Question

A particle moves along X direction with constant acceleration. it velocity after 4s is 18 m/s and displacement is 56m find out its initial velocity and acceleration?

Answer 1

Initial velocity: `10"m"/"s"`

Acceleration: `2"m"/("s"^2)`

Explanation:

We're asked to find the initial velocity `v_(0x)` and the acceleration `a_x` of an particle moving in one dimension with a known velocity and position at a certain time.
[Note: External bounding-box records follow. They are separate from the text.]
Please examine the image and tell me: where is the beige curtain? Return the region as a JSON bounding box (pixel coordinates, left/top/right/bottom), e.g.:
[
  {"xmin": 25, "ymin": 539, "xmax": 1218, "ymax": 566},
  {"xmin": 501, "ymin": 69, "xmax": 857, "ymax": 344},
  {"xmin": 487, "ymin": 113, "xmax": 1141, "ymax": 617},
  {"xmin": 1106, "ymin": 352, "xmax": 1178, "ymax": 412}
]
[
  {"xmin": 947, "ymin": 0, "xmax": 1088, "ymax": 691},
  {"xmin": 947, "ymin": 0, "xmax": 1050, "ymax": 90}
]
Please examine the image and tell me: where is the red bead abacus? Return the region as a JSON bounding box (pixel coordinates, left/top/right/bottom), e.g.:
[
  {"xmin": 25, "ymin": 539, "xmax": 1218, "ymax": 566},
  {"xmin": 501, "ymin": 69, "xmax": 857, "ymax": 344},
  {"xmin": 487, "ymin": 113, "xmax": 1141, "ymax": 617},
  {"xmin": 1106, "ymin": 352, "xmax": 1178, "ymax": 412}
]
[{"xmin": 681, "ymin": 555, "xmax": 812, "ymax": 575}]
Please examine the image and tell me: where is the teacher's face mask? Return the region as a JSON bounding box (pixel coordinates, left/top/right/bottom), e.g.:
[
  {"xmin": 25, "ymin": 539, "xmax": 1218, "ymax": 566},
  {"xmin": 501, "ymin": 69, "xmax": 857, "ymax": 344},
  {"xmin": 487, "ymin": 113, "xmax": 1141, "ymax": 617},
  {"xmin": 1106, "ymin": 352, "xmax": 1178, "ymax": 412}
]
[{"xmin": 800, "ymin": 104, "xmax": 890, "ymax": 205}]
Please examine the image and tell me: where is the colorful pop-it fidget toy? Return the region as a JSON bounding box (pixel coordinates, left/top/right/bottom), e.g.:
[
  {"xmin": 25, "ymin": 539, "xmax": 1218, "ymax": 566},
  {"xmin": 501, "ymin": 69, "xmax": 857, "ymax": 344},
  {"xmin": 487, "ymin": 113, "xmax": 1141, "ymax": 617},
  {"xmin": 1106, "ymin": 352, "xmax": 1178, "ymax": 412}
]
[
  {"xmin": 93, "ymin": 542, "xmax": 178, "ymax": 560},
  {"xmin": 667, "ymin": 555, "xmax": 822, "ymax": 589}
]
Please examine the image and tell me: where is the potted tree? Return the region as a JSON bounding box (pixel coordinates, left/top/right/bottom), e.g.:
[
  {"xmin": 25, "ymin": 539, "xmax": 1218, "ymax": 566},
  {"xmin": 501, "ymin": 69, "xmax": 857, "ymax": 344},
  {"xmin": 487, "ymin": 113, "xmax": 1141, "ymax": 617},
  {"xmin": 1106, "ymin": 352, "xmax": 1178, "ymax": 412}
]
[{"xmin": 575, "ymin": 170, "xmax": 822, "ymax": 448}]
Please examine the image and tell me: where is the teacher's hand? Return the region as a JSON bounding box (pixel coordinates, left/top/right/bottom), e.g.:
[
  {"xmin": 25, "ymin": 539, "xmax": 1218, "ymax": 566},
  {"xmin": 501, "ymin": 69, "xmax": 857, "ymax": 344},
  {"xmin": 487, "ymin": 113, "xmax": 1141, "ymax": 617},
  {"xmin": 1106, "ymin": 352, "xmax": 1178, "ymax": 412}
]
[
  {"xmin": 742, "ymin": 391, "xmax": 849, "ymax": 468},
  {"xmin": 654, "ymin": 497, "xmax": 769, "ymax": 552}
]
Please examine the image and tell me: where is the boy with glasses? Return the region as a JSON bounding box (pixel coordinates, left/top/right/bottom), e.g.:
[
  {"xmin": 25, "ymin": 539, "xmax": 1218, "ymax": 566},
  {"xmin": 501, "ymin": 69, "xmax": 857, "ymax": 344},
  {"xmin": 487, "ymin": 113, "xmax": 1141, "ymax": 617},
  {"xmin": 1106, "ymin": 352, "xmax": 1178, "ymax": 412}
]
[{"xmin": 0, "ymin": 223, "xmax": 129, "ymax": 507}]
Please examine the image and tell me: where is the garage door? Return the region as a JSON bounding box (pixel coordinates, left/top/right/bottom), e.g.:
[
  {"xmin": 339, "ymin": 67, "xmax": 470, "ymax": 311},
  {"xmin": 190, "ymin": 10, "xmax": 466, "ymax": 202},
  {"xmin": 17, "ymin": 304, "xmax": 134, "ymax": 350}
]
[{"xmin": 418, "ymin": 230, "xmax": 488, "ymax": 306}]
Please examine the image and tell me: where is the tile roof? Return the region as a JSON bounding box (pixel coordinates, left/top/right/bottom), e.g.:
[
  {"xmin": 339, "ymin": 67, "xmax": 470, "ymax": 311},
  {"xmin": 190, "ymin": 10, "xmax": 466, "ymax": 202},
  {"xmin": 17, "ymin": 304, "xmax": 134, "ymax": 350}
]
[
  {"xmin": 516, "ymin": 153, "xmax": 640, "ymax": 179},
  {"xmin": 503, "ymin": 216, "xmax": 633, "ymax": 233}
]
To find the initial velocity, we can use the equation

`x = x_0 + ((v_x + v_(0x))/2)t`

We'll take the initial position `x_0` to be `0`. Let's rearrange this equation to solve for the initial velocity `v_(0x)`:

`x/t = (v_x + v_(0x))/2`

`v_(0x) = (2x)/t - v_x`

Plugging in known values, we have

`v_(0x) = (2(56"m"))/(4"s") - 18"m"/"s" = color(red)(10"m"/"s"`

The initial velocity is thus `10"m"/"s"`.

`-------------------`

Now that we know the initial velocity, we can use the equation

`v_x = v_(0x) + a_xt`

to find its acceleration. Rearranging the equation to solve for `a_x`, and plugging in known values, we have

`a_x = (v_x - v_(0x))/t = (18"m"/"s" - 10"m"/"s")/(4"s") = color(blue)(2"m"/("s"^2)`

The acceleration of the particle is thus constant at `2"m"/("s"^2)`.